[quoting order fixed up -dM]
I'm
sorry, but I've worked extensively on many differen't unices,
and AIX is truely evil. Guess if it's the only unix you deal with
so you don't keep having to switch mentality between AIX and
everything else...
I've worked extensively with Solaris, IRIX, Linux, and AIX for over
twenty years (not Linux - only since release 0.9?) - and in my
opinion, AIX has features that from it's inception were better than
it's competitors - Logical Volumes when no one else had them - and
SMIT - which made system administration simple.
Like Jay, I've worked with various different unices (for most of my
career, I was a sysadmin at a university research lab), and at one
point one of them was AIX. And I'm with Jay on this.
Perhaps SMIT makes sysadmin simple if you don't mind drinking the IBM
kool-aid - but if you're trying to manage a heterogenous pile of
machines and keep them more or less similar to one another as far as
you can, AIX is practically guaranteed to be an outlier.
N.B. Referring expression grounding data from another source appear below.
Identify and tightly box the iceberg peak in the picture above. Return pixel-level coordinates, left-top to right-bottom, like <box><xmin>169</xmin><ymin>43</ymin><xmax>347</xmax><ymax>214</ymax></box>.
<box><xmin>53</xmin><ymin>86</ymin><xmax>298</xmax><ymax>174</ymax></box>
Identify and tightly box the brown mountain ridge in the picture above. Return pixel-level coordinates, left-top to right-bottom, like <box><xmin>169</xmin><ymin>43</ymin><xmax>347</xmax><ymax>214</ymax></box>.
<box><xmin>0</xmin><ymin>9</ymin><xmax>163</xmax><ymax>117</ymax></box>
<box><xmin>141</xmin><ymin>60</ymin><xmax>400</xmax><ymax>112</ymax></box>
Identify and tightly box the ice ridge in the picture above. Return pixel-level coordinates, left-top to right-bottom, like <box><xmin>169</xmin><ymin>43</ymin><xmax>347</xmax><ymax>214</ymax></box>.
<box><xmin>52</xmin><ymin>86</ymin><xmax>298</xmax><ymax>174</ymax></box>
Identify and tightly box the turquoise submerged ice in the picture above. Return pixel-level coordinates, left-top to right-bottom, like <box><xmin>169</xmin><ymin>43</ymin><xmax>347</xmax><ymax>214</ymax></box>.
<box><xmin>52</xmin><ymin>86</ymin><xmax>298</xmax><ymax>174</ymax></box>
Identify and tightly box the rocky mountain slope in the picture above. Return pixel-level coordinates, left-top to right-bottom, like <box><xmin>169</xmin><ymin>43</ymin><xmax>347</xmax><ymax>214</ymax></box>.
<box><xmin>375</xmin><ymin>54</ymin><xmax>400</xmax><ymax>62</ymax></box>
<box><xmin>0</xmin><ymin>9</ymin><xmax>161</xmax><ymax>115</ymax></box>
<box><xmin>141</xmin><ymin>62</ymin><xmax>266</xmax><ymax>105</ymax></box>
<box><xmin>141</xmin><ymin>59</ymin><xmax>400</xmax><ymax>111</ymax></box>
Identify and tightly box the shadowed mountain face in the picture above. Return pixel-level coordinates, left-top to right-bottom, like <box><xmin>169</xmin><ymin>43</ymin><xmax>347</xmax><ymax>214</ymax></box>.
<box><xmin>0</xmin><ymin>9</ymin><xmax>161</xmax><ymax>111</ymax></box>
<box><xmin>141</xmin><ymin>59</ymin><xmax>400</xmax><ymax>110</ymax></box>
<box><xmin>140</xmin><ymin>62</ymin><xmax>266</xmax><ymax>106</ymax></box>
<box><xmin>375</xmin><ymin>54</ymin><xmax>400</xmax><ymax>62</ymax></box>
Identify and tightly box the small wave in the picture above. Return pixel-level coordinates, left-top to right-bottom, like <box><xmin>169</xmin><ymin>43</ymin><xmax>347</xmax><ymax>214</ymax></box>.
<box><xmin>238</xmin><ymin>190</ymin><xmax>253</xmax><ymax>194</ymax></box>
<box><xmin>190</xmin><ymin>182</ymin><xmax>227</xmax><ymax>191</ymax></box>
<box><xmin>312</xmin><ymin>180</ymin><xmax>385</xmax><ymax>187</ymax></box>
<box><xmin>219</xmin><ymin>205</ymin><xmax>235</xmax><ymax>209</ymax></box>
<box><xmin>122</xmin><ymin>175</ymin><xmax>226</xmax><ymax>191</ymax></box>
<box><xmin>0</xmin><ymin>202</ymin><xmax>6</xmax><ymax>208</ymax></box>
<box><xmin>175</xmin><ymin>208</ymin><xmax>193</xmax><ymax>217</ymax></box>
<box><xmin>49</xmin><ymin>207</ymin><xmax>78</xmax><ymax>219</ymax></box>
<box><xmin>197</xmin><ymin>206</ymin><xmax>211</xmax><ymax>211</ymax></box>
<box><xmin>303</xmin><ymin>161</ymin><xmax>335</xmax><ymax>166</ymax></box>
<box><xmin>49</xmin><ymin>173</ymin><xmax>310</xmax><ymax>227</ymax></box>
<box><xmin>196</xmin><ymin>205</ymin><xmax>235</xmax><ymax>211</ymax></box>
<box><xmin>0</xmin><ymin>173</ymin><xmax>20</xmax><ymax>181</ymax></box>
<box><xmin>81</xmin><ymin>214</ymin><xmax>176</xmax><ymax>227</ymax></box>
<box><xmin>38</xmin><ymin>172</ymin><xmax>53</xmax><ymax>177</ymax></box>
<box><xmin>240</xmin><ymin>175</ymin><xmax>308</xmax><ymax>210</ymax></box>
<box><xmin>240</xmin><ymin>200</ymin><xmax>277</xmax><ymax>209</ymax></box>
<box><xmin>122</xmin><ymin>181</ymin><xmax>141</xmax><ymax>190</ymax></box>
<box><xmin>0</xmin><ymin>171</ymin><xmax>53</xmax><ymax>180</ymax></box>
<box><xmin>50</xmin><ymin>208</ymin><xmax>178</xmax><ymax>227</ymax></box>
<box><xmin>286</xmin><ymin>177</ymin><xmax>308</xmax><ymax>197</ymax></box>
Way, way out.
We called it "aches" for a reason.
I used it in the 4.x timeframe, and I generally agree with most of the
statements (both ways),
but I liked SMIT because I could view the command. It would show you
the command line
it was about to execute. I'm not generally a GUI user for admin stuff,
but the ability to setup
a complex command and then view the actual commandline statement was useful.